Zoom sur le «greenhushing», une tendance qui nage à contre-courant du greenwashing
Connaissez-vous le «greenhushing»? Une tendance qu’on pourrait traduire par «écosilence» en français.
Halte aux promesses de matériaux durables, équitables ou bons pour la planète estampillées sur certains produits! Les consommateurs sont d’ailleurs de moins en moins dupes. Face au phénomène massif du greenwashing, de plus en plus d’ONG n’hésitent plus à épingler et dénoncer les pratiques «pro-environnementales» douteuses employées par les grandes entreprises. Le monde de la publicité n’a quant à lui qu’à bien se tenir: en septembre dernier, une réclame diffusée au Royaume-Uni pour un produit de lessive Persil (du groupe Unilever) a été interdite sur les écrans de télévision par l’autorité britannique de la publicité, qui a jugé ses promesses environnementales «trop floues».

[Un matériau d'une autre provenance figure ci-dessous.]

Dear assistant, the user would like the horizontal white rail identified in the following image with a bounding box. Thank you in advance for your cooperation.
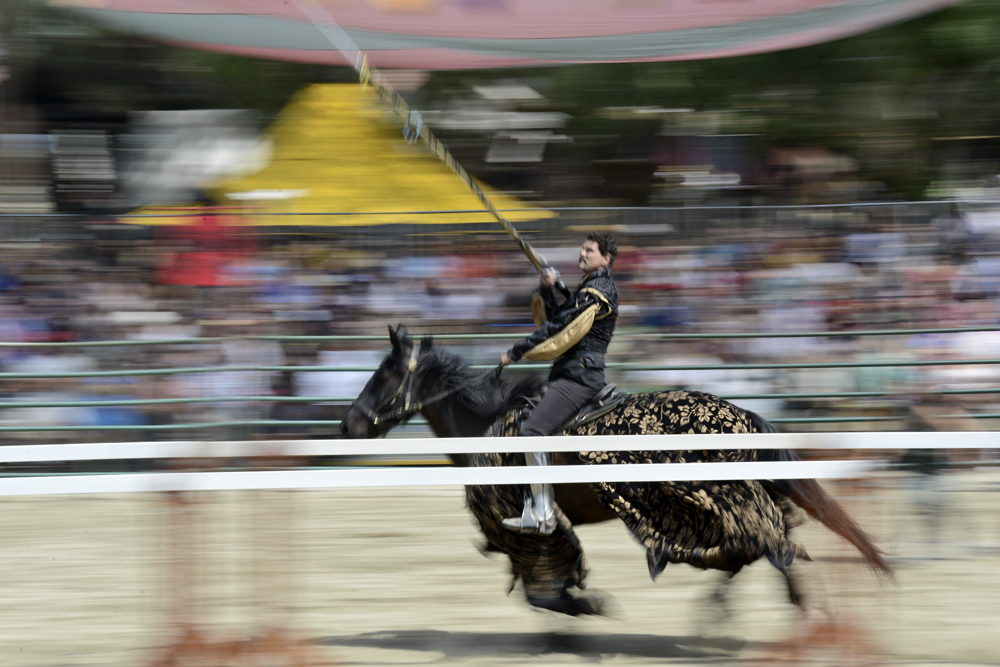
[0,432,994,464]
[0,460,879,497]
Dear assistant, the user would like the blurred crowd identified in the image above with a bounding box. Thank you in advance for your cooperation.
[2,204,1000,445]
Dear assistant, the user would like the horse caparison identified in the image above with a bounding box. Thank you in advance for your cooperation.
[341,325,892,617]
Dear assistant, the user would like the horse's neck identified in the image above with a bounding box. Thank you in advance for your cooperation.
[421,397,495,438]
[418,371,499,467]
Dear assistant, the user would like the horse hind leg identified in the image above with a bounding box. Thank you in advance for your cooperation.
[785,568,806,609]
[764,546,809,610]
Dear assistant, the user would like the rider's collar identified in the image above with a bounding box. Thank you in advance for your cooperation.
[579,267,612,286]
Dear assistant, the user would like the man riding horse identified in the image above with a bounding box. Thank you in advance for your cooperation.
[340,232,891,614]
[498,231,619,535]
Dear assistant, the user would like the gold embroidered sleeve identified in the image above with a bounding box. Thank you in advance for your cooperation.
[509,287,611,362]
[522,303,600,361]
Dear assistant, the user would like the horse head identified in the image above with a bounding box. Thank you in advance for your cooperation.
[340,324,432,439]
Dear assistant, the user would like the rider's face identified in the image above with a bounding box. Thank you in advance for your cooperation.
[578,240,611,274]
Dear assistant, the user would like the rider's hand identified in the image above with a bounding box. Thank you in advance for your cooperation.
[500,351,512,366]
[540,268,559,288]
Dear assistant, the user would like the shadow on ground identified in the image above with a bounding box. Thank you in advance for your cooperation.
[318,629,747,660]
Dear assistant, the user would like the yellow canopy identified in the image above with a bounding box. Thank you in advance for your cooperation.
[198,84,554,227]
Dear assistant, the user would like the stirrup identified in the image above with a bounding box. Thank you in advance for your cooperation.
[501,498,555,536]
[501,516,555,536]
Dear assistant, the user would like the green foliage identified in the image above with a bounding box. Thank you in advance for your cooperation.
[12,0,1000,200]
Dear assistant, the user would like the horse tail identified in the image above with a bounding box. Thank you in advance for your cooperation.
[747,410,894,579]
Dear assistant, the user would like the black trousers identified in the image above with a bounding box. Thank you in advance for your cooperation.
[520,369,606,437]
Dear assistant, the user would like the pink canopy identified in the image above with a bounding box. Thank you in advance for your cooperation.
[52,0,961,69]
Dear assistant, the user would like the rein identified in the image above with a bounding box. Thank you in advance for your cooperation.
[354,348,502,426]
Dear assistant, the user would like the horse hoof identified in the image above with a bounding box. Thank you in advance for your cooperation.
[526,590,606,617]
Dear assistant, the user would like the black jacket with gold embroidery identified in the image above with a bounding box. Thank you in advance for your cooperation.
[507,267,618,364]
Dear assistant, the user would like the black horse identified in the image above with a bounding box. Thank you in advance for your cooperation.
[341,325,891,616]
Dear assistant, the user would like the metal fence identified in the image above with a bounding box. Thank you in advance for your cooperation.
[0,199,984,242]
[0,326,997,435]
[2,202,998,441]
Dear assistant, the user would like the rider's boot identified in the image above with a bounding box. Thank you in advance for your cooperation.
[502,452,555,536]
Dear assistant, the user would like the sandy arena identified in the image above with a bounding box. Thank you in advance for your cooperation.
[1,469,999,666]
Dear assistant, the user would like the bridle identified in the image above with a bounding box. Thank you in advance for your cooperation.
[352,346,501,427]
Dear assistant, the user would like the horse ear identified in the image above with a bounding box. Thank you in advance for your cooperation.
[388,324,411,352]
[419,336,433,356]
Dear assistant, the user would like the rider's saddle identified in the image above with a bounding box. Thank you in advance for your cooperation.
[562,383,627,429]
[518,382,627,431]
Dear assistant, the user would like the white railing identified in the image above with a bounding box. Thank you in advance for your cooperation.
[1,431,993,496]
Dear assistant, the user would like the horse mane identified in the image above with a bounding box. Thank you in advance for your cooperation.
[416,344,543,418]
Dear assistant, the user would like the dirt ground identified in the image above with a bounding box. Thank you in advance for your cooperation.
[1,469,999,667]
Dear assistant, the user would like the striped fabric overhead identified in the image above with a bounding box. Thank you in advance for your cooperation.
[51,0,961,69]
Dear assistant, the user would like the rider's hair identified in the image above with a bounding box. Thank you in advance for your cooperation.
[586,230,618,268]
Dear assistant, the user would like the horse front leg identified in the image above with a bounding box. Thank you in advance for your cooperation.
[692,570,741,638]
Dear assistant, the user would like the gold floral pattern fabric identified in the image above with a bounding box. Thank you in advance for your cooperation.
[464,390,803,609]
[566,390,801,578]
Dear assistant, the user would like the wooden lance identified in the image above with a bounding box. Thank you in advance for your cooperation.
[292,0,572,298]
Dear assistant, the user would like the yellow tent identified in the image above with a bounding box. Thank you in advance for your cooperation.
[195,83,554,227]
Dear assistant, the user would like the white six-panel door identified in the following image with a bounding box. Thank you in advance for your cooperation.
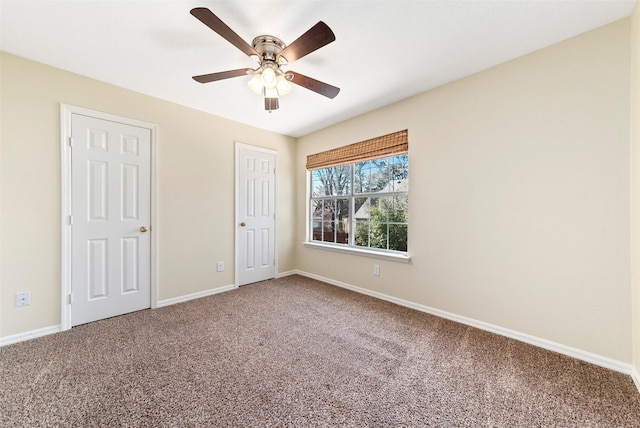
[236,144,276,286]
[71,114,151,326]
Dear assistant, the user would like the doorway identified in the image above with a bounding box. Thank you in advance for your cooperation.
[235,143,277,286]
[61,105,157,329]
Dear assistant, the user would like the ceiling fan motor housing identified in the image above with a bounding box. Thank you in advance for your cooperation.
[252,35,287,63]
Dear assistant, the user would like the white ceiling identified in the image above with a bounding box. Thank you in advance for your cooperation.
[1,1,636,138]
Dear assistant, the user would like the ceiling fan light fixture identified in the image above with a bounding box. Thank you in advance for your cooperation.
[248,73,263,94]
[276,75,292,96]
[249,68,290,98]
[261,67,277,89]
[264,87,279,99]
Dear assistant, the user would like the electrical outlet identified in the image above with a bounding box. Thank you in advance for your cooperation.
[16,291,30,307]
[217,261,224,272]
[373,264,380,276]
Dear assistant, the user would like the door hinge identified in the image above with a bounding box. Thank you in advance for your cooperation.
[68,214,73,226]
[68,136,73,147]
[67,293,73,304]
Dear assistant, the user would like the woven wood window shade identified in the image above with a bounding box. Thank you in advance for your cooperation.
[306,129,408,170]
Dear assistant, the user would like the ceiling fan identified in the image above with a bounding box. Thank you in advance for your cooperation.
[190,7,340,112]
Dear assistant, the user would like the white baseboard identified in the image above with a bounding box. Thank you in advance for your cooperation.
[157,284,236,308]
[632,366,640,394]
[0,324,61,347]
[276,270,297,278]
[294,270,632,375]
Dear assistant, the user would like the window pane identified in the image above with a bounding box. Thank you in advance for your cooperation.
[354,161,372,194]
[369,159,389,193]
[322,200,336,243]
[335,224,348,244]
[335,198,350,222]
[323,229,335,243]
[335,198,350,244]
[390,155,408,179]
[311,200,323,241]
[353,197,369,221]
[311,200,323,220]
[388,224,408,251]
[313,199,350,244]
[353,195,407,251]
[312,221,323,241]
[369,222,388,249]
[355,156,407,194]
[391,155,409,192]
[354,220,370,247]
[392,195,408,222]
[371,197,391,222]
[392,178,409,193]
[353,198,369,246]
[311,165,351,196]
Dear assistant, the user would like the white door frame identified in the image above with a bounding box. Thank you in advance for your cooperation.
[60,104,159,330]
[235,142,278,287]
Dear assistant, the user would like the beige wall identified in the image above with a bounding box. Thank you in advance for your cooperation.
[0,52,296,337]
[631,3,640,380]
[296,20,632,363]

Le greenhushing ou l’écosilence
Pourtant, certaines marques jouent réellement «le jeu» en s’engageant dans des démarches écoresponsables qui tiennent la route. Par exemple, en utilisant des matières premières naturelles, locales et biodégradables, s’il s’agit de produits cosmétiques ou de vêtements. Problème: elles auraient globalement moins tendance à les mettre en avant que celles qui donnent dans l’écoblanchiment. Un phénomène observé depuis quelques années et désigné par les anglophones sous le nom de «greenhushing», que l’on peut traduire par «écosilence» en français.
Les facteurs qui favorisent cette discrétion peuvent être multiples. L’entreprise peut par exemple considérer que son engagement est sincère et donc éviter volontairement d’en faire trop étalage, de peur d’être taxée d’opportunisme. D’autres encore peuvent redouter de perdre des clients potentiels en insistant trop sur le caractère naturel de certains produits, craignant que les consommateurs les perçoivent comme moins efficaces. Mais l’explication qui ressort le plus dans les études et les articles consacrés à l’analyse du greenhushing est la peur d’être accusé de «ne pas en faire assez» sur le plan environnemental et de se faire tacler par les consommateurs. Une réticence qui s’exprime surtout chez les petites marques qui cherchent à se faire un nom.
Comment savoir si une marque est réellement engagée?
Si ce témoignage apparent de modestie peut sembler a priori positif, il peut toutefois devenir contre-productif dans la mesure où il prive les autres entreprises d’exemples inspirants. Mais aussi les consommateurs: en effet, comment savoir si une marque est réellement engagée s’il n’existe pas de modèles déterminants sur le marché? De plus, ce silence a de quoi interroger: à quoi bon, et a fortiori si elle est vertueuse, se priver d’une communication axée autour des engagements écologiques d’une marque, sachant qu’un nombre croissant de consommateurs recherche précisément des produits qui remplissent ces critères?
Une attente de transparence
Une étude réalisée en Autriche et dont les résultats ont été publiés en 2020 dans le Journal of Travel Research s’est intéressée aux réactions des clients face aux établissements hôteliers et leur manière de communiquer autour de leur démarche «verte».» Dans l’ensemble, notre recherche fournit peu de raison d’être valable pour le greenhushing du point de vue des clients», concluent les chercheurs. Au contraire, l’étude dénote clairement une attente de transparence de la part des consommateurs vis-à-vis des démarches pro-environnementales des entreprises et des marques.
D’autant que le fait de communiquer sur son engagement écoresponsable n’empêche pas nécessairement de conserver le sens des réalités, comme l’a récemment prouvé le PDG de Patagonia Yvon Chouinard, en annonçant sa décision de léguer son entreprise (estimée à une valeur de 3 milliards d’euros) à un trust et une ONG environnementale. Connue pour son engagement écologique de longue date, la marque américaine avait expliqué un an auparavant à travers une lettre ouverte que la marque n’utilisait volontairement pas le terme durable dans sa communication. «Pourquoi? Parce que nous reconnaissons que nous faisons partie du problème», avait expliqué Beth Thoren, directrice de l’action et des initiatives environnementales de Patagonia.